Vast amounts of molten rock were violently released to the surface, erupting as rocks and fine-grained volcanic ash that floated on the breeze. Those of us downwind were enveloped in conditions as dark as night until the ash finally fell to the ground.
A number of other volcanoes in the Cascade mountains pose similar potential hazards. One of the most beautiful is Oregon’s Mount Hood. Two researchers recently published results from their study of Mount Hood in the journal Nature.
Molten rock underground is called magma. The Nature article by Kari Cooper and Adam Kent explains that there are components of magma under volcanoes that are stored stably deep within the crust for long periods of time – perhaps hundreds of thousands of years. An important question is how and when this stable magma can become mobilized and move upward to start the events that lead to an eruption.
When magma is within the Earth, it can cool a bit.

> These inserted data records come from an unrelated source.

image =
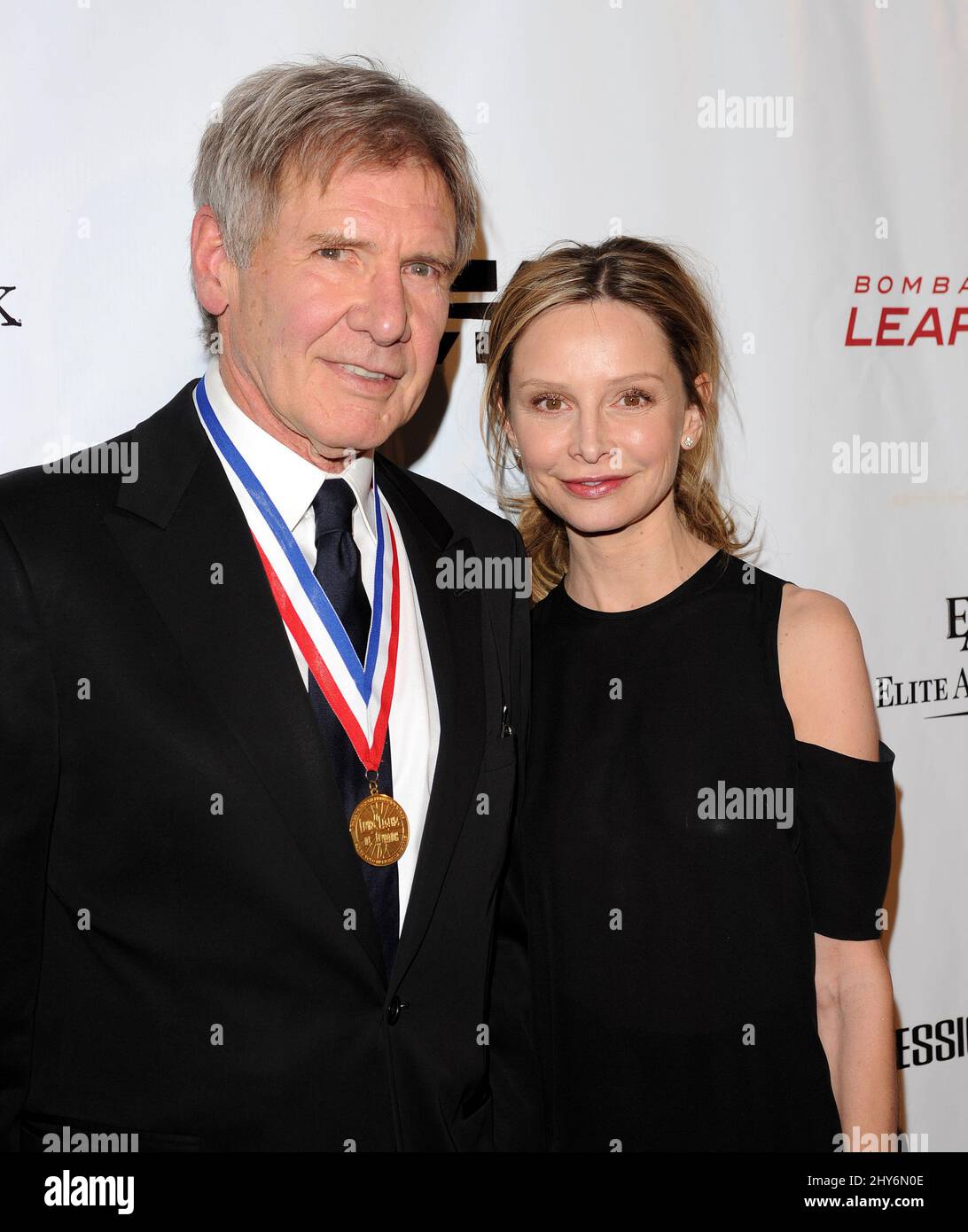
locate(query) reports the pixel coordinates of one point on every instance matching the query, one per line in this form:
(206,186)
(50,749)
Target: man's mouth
(367,372)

It’s still very hot by human standards, but this cooler magma is stiff and resists movement – geologists say it has high “viscosity.” (Honey stored in your fridge has high viscosity, while honey kept on the counter at room temperature has much lower viscosity.)

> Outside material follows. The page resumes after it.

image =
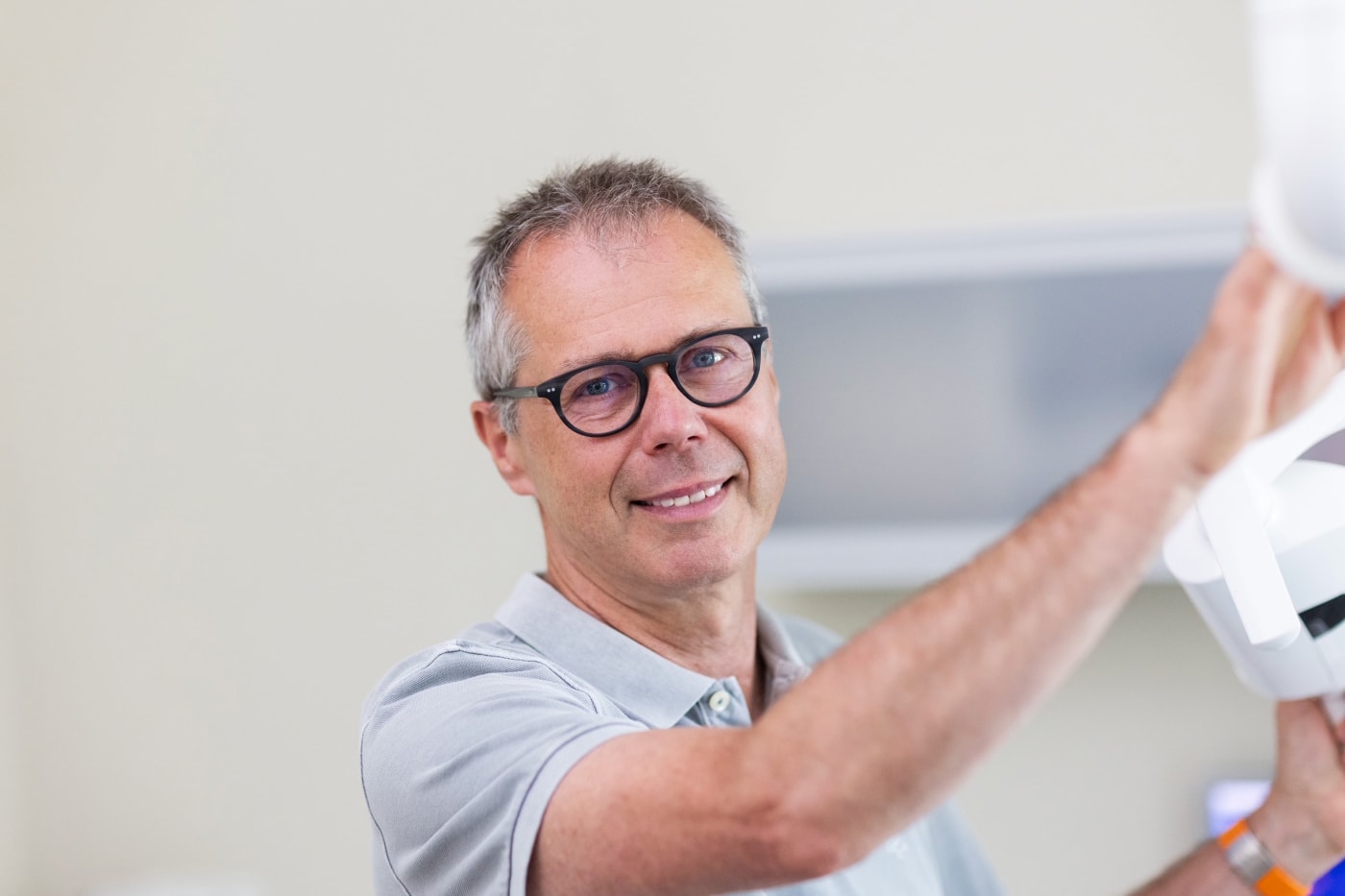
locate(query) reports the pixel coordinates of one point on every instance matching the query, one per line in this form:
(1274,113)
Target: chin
(698,568)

The study by Cooper and Kent shows that magma underneath Mount Hood spends most of its lifetime in this stable, viscous state. However, viscosity can also change in a surprisingly short period of time – perhaps in as little as a couple of months – when hotter magma from below is injected into the cooler material.
The researchers argue that’s exactly what happened in Mount Hood’s last two eruptions, those occurring 220 and 1,500 years ago.
The good news for Oregonians is that Mount Hood’s eruptions tend not to be as dramatic as the 1980 event at Mount St. Helens. At Mount Hood, magma tends to ooze out of the volcano rather than blasting its way up and generating tons of volcanic ash.
The researchers were able to do their work at Mount Hood by looking at the rocks formed by past eruptions. They could date the age of the crystals within those rocks using radioactive decay. But the growth of mineral crystals in magma is partially determined by the temperature of the magma (cooler magma leads to slower crystal growth).
Looking at both the mineral crystals’ ages and their growth rates gave the researchers what they needed to estimate the temperature threshold needed for making the magma mobile enough to cause an eruption.
“And what’s encouraging is that modern technology might be able to detect when the magma is beginning to liquefy or mobilize,” Kent emailed me, “and give us warning of a potential eruption.”
We all want to be able to better predict when a volcano will blow its top. This recent work is another step toward that goal.